Devon is not much of a solace either. He comes with all the attributes expected from the generic romance hero: the body of Adonis, the sexual stamina of Hercules, and the sensitivity and generosity attributed to Ryan Gosling in dozens of magazine articles. Add to this Richard Gere’s hair, and you’ve got Devon. Oh, and he’s got this super-long penis. His one not-cookie-cutter trait is his strong determination to protect his reputation, and with it his career, at all cost. That might have been interesting, had it been explored at any depth. Once he falls for Carly he can’t resist her, returns to her again and again in spite of everything, and is prepared to do just about anything as long as his public image remains intact. As a result, he comes across as wimpy rather than romantic. I also wish the author had made up her mind about what sort of films Devon stars in. In Hollywood Hot Mess, he plays fathers and senators. In Total Trainwreck, it’s “shoot-’em-up action flicks”. Go figure.

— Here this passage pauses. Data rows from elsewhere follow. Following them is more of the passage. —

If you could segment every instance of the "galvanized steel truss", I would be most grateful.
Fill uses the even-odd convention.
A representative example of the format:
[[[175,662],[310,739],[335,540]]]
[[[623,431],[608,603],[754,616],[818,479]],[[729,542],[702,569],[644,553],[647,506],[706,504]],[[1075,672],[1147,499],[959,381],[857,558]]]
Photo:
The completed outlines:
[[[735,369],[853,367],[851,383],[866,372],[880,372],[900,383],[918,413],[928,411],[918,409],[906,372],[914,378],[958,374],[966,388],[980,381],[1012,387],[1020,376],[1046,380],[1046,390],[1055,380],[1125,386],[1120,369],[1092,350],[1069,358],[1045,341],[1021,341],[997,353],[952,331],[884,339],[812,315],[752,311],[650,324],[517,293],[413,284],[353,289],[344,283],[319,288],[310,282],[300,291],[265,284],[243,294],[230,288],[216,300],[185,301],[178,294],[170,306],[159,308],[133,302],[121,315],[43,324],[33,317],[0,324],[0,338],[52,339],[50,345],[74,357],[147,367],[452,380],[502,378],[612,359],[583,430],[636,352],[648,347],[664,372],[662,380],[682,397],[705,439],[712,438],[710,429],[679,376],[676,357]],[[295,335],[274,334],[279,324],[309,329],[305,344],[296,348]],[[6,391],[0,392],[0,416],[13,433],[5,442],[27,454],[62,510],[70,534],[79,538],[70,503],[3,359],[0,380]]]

The two novels are partly set abroad, in a Northern European country referred to by several characters as “Siberia” (which is in fact the Asian part of Russia – information that two seconds at Wikipedia might have divulged to the author). It is dark, there are lots of stars to be seen, there is no snow at all during December and January, and it has third world standards. It’s painful to read the result of so very little research when the information is so very readily available.
The sex scenes, of which there are plenty, are actually very well written, intense and emotional without getting tacky or overly sentimental. I might have enjoyed them far more had they taken place between two characters I actually cared about. There is one element in Hollywood Hot Mess that crosses in the line into the Burning category, so consider yourself warned, but this does not justify a change of sensuality rating.
In Total Trainwreck, there are some moral evaluations and decisions that leave a decidedly bad taste. I don’t mean unconventional or illegal acts; in the right context these may work just fine, but here Carly’s self-justification is hair-raising, as it stems from feelings of superiority or plain pleasure in kicking others. A mistake in past that was supposed to have almost ruined the hero is suddenly white-washed completely because someone else also acted extremely badly in the same context. Oh, and the heroine gives a puppy to a small child as a surprise present to get revenge on that child’s mother. That’s our girl.
And when I thought I had finally reached the end of the actual story, I was presented with forty pages of unadulterated wish-fulfilment candy which were so sugary sweet as to be sickening.
The sad thing is that Evie Claire can write. This duology might have worked as a savage satire on Hollywood starlets, or as a psychological case study of a very messed-up individual, or, given a hero with a backbone and a heroine with an ounce of character and leaving out all the high drama, a very hot erotic romance. Unfortunately, it is none of those things. Hollywood Hot Mess and Total Trainwreck ended up being plain painful to read, and cannot be recommended. That’s 600 pages and several hours of my life I won’t get back.